SO19 – Alis Hawkins

This week we have a very useful tip from Crime Cymru’s Alis Hawkins, pointing us in the direction of a website which (as a Victorian enthusiast) is right up my street

For my contribution to the Crime Cymru blog this week, I thought I’d make a virtue of necessity (I’m incredibly busy at the moment) and take the opportunity to point readers of this page in the direction of another excellent resource for readers, particularly those who read historical fiction – Society Nineteen. The strapline of the SO19 website is ‘Contemporary Writers on Nineteenth Century Experience’ and it includes interviews and reviews of fiction and non-fiction set during the nineteenth century. Recent pieces on the site include crime fiction, historical non-fiction and more general 19th century fiction. It’s well worth a look.
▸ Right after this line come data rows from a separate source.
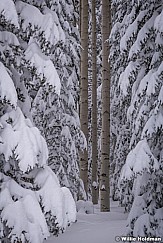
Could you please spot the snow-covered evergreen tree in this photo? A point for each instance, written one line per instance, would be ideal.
(62, 115)
(32, 203)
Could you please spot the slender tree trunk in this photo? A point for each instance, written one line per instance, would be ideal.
(105, 139)
(94, 108)
(84, 90)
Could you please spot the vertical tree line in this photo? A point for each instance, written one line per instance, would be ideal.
(105, 73)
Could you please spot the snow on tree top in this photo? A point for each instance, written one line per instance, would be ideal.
(7, 88)
(9, 38)
(7, 9)
(44, 66)
(35, 19)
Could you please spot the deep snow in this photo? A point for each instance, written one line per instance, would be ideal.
(95, 228)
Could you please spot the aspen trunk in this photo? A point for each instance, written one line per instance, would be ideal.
(105, 139)
(94, 108)
(84, 91)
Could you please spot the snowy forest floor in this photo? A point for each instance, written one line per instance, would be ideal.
(95, 228)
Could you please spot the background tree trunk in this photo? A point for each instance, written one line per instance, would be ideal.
(105, 139)
(84, 91)
(94, 107)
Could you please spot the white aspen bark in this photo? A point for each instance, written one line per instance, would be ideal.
(94, 107)
(105, 139)
(84, 91)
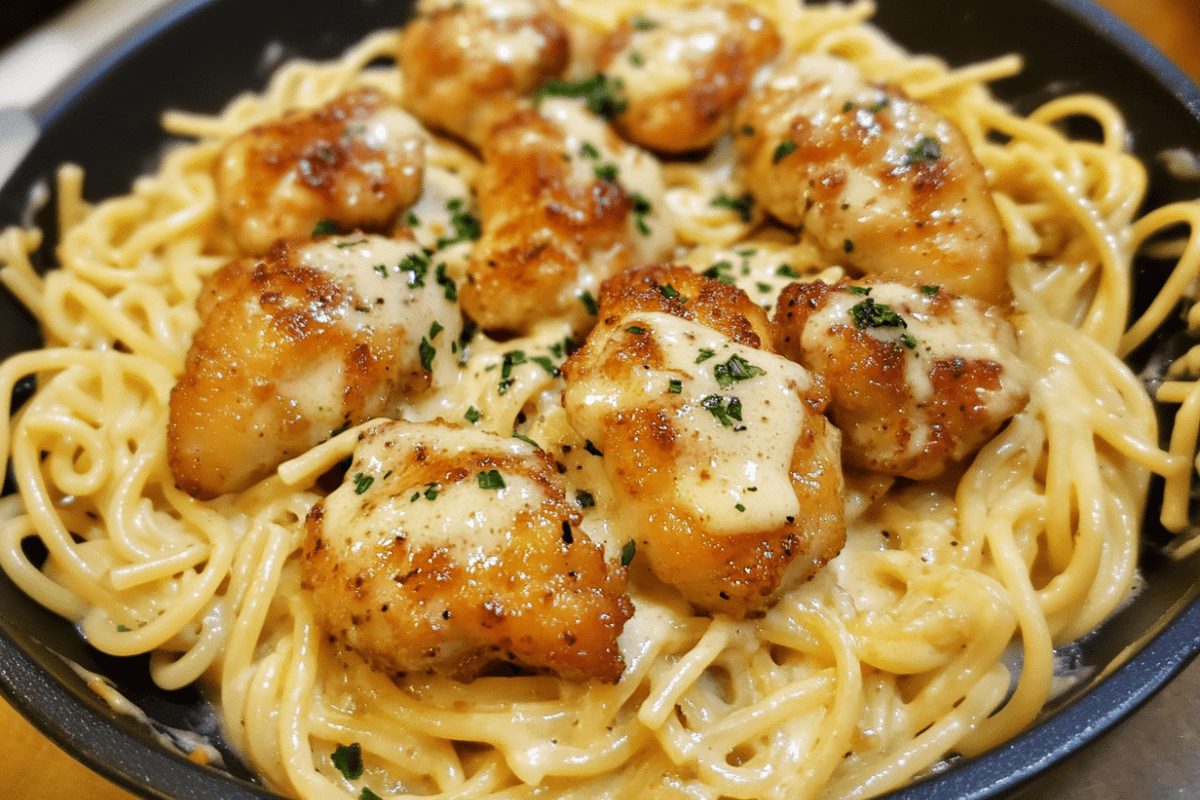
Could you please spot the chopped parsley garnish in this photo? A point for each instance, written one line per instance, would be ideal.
(445, 282)
(927, 149)
(545, 362)
(786, 271)
(526, 439)
(720, 271)
(511, 359)
(736, 370)
(876, 314)
(427, 352)
(641, 208)
(725, 409)
(348, 758)
(603, 95)
(742, 205)
(783, 151)
(628, 552)
(491, 480)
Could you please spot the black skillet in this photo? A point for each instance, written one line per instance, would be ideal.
(198, 54)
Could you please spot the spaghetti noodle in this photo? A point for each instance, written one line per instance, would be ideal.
(850, 685)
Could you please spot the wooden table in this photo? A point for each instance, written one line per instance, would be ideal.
(33, 768)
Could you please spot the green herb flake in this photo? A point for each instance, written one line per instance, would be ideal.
(736, 370)
(783, 151)
(927, 150)
(742, 205)
(603, 95)
(324, 228)
(491, 479)
(628, 552)
(348, 759)
(427, 352)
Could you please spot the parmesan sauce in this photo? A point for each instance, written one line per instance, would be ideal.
(375, 505)
(733, 474)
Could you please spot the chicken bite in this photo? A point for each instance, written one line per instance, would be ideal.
(882, 182)
(467, 64)
(298, 344)
(564, 204)
(357, 162)
(919, 378)
(449, 549)
(684, 68)
(715, 446)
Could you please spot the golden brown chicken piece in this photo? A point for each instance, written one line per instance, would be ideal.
(466, 64)
(564, 203)
(684, 68)
(355, 162)
(300, 343)
(882, 182)
(448, 549)
(715, 445)
(919, 378)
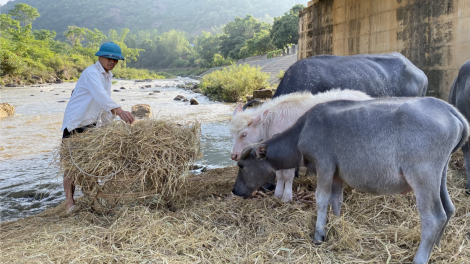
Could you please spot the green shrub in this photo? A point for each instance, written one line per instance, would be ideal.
(275, 53)
(10, 63)
(233, 82)
(132, 73)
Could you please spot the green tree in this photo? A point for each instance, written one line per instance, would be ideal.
(94, 38)
(75, 35)
(285, 29)
(44, 34)
(207, 45)
(24, 13)
(174, 46)
(260, 43)
(236, 34)
(7, 23)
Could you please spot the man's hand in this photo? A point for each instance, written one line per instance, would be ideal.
(124, 115)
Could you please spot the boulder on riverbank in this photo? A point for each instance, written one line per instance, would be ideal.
(6, 110)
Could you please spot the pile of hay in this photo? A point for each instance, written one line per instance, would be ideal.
(204, 224)
(123, 164)
(6, 110)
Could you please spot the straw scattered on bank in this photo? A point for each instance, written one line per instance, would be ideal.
(204, 224)
(120, 163)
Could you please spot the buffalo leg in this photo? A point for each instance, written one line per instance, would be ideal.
(431, 211)
(288, 179)
(466, 159)
(336, 198)
(322, 195)
(269, 186)
(279, 191)
(446, 203)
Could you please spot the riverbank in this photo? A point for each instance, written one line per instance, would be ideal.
(204, 224)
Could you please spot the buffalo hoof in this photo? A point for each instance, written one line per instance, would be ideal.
(268, 187)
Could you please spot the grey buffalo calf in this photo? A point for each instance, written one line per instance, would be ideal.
(381, 146)
(460, 97)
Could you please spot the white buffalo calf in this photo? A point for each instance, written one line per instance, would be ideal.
(273, 117)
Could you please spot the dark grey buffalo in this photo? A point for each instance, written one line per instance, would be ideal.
(460, 97)
(381, 146)
(378, 75)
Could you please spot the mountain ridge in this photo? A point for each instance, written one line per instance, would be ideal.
(190, 16)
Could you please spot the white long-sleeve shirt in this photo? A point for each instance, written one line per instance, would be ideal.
(91, 99)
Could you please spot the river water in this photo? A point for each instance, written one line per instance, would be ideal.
(29, 185)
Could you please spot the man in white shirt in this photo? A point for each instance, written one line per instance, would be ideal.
(91, 103)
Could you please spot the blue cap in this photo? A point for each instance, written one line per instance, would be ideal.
(110, 50)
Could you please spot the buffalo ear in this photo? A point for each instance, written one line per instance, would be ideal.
(261, 151)
(246, 152)
(238, 109)
(259, 118)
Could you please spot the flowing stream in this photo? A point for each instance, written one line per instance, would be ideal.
(29, 185)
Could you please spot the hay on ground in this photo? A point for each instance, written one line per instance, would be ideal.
(123, 164)
(205, 224)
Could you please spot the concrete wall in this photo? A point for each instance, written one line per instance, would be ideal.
(433, 34)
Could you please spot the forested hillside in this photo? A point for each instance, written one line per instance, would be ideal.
(191, 16)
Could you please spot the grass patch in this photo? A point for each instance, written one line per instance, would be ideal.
(233, 82)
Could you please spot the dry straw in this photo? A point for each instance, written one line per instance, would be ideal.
(122, 164)
(204, 224)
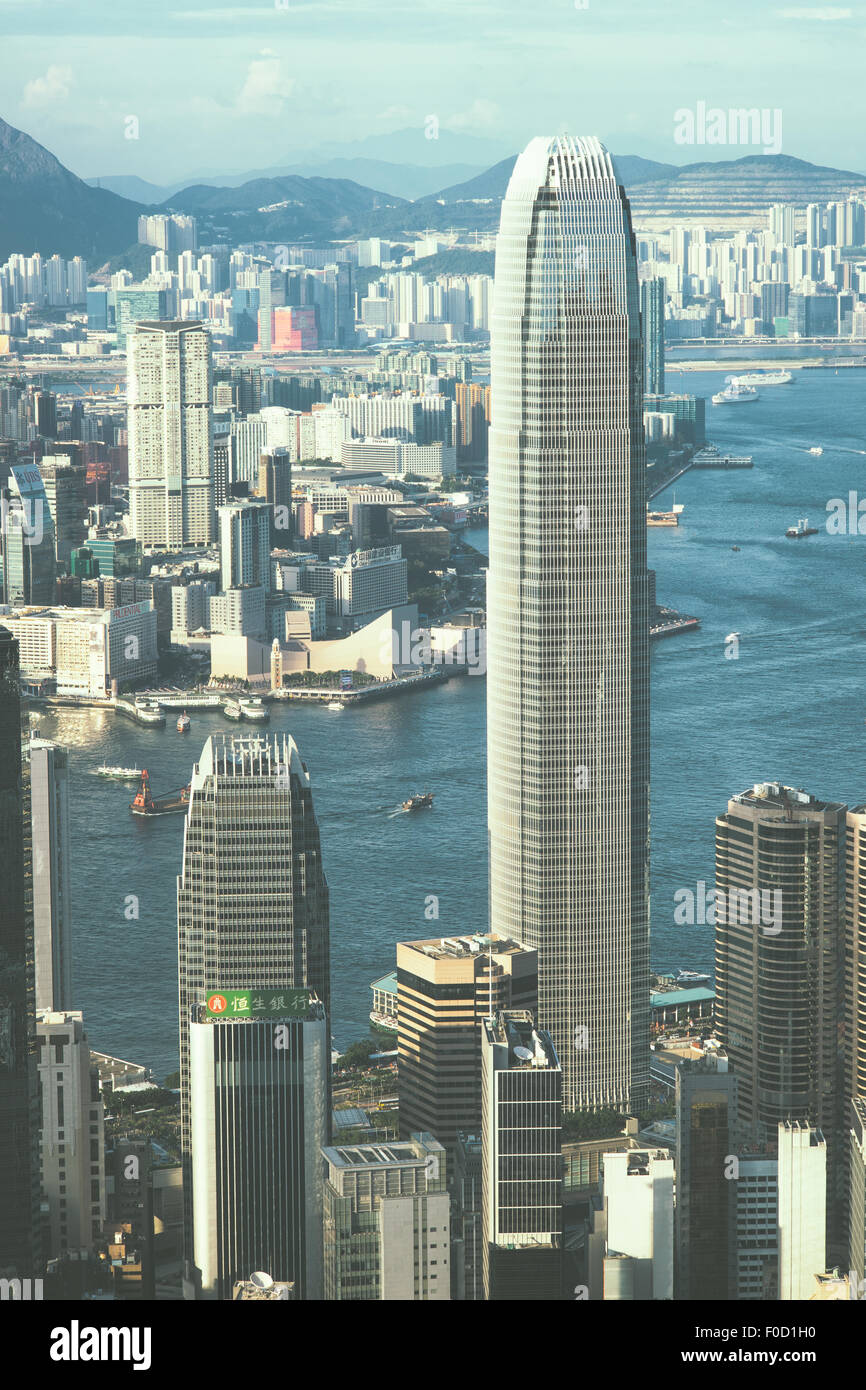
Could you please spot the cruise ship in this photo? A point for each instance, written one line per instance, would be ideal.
(765, 378)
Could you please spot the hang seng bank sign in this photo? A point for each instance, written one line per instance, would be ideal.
(257, 1004)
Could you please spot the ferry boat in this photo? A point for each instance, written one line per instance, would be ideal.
(736, 394)
(797, 533)
(255, 710)
(148, 805)
(765, 378)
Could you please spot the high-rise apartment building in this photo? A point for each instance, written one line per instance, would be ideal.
(780, 868)
(72, 1143)
(66, 488)
(445, 988)
(387, 1222)
(567, 615)
(521, 1157)
(171, 501)
(252, 894)
(245, 545)
(706, 1098)
(802, 1208)
(52, 893)
(257, 1104)
(652, 321)
(20, 1243)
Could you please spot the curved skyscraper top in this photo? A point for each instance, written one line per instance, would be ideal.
(567, 615)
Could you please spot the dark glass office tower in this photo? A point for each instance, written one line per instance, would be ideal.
(252, 895)
(567, 615)
(20, 1248)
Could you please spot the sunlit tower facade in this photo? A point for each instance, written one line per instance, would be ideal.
(567, 615)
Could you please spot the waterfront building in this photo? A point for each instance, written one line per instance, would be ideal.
(652, 323)
(445, 987)
(802, 1208)
(706, 1100)
(856, 1190)
(252, 894)
(20, 1246)
(780, 865)
(755, 1229)
(521, 1157)
(171, 499)
(567, 587)
(66, 489)
(27, 538)
(638, 1194)
(387, 1222)
(86, 652)
(52, 894)
(72, 1141)
(257, 1104)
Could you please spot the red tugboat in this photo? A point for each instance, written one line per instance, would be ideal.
(148, 805)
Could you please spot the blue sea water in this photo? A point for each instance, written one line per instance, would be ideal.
(791, 706)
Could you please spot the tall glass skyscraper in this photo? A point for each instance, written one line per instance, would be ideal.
(567, 615)
(252, 902)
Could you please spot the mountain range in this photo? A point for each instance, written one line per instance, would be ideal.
(46, 207)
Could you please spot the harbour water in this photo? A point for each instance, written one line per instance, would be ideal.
(791, 706)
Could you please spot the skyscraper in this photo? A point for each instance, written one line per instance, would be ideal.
(257, 1098)
(445, 988)
(52, 897)
(652, 319)
(780, 863)
(521, 1159)
(567, 615)
(252, 895)
(171, 491)
(20, 1248)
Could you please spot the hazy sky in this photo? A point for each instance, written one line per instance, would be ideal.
(228, 86)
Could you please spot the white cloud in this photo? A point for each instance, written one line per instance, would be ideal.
(264, 89)
(815, 14)
(481, 117)
(53, 86)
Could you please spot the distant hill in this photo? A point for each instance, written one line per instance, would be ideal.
(43, 207)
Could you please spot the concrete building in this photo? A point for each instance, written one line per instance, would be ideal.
(755, 1229)
(252, 895)
(521, 1155)
(171, 489)
(259, 1065)
(802, 1208)
(706, 1100)
(20, 1102)
(72, 1134)
(638, 1194)
(387, 1222)
(52, 891)
(569, 737)
(86, 651)
(446, 987)
(66, 488)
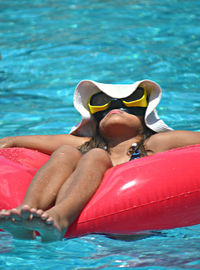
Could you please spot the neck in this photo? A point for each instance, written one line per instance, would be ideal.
(114, 142)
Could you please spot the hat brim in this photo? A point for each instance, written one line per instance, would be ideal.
(86, 88)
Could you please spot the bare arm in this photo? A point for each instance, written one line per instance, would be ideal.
(44, 143)
(161, 142)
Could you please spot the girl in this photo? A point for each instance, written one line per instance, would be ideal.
(119, 123)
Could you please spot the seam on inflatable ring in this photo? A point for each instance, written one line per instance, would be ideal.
(142, 205)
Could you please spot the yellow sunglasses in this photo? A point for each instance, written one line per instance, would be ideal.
(101, 102)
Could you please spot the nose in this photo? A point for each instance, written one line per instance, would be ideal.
(116, 103)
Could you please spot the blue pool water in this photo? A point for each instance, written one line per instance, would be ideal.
(46, 48)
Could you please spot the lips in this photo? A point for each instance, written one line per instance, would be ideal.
(115, 111)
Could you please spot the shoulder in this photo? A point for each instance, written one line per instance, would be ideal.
(164, 141)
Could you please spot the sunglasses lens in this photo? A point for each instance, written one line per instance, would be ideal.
(138, 94)
(99, 99)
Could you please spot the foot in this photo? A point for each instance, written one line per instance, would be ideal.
(11, 221)
(44, 222)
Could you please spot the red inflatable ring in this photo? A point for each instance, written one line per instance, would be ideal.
(158, 192)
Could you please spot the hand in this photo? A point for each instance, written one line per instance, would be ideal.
(7, 142)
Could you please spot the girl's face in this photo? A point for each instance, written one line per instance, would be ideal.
(118, 123)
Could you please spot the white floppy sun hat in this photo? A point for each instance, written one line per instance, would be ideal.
(86, 88)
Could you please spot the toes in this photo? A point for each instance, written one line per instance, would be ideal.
(15, 215)
(28, 213)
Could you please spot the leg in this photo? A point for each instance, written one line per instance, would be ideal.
(73, 196)
(42, 191)
(44, 187)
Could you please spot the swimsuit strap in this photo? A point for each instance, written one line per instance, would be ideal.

In April I was pleased to be asked to do an interview by email with Suzanne Fox who curates the SO19 site and I found her questions very much out of the ordinary run of the mill for online Q and As. As the interview has now gone live, I thought I’d post a couple of her questions and my answers here on the Crime Cymru site and, if you’re interested in reading the whole interview, you’ll be able to find it online at the SO19 site [link below].

But first, to provide a bit of context for the questions, here’s the blurb for my most recent book, A Bitter Remedy.

Jesus College, Oxford, 1881. An undergraduate is found dead at his lodgings and the medical examination reveals some shocking findings. When the young man’s guardian blames the college for his death and threatens a scandal, Basil Rice, a Jesus College fellow with a secret to hide, is forced to act and finds himself drawn into Sidney Parker’s sad life.

The mystery soon attracts the attention of Rhiannon ‘Non’ Vaughan, a young Welsh polymath and one of the young women newly admitted to university lectures. But when neither the college principal nor the powerful ladies behind Oxford’s new female halls will allow her to become involved, Non’s fierce intelligence and determination to prove herself drive her on.

Both misfits at the university, Non and Basil form an unlikely partnership, and it soon falls to them to investigate the mysterious circumstances of Parker’s death. But between corporate malfeasance and snake-oil salesmen, they soon find the dreaming spires of Oxford are not quite what they seem…

So, here are a couple of the excellent questions Suzanne asked me:

SO19: The United Kingdom (and of course the world) changed so much between the1850s of the Teifi Valley novels and the 1880s of this one. Why did you choose 1881 as the focus for this series debut?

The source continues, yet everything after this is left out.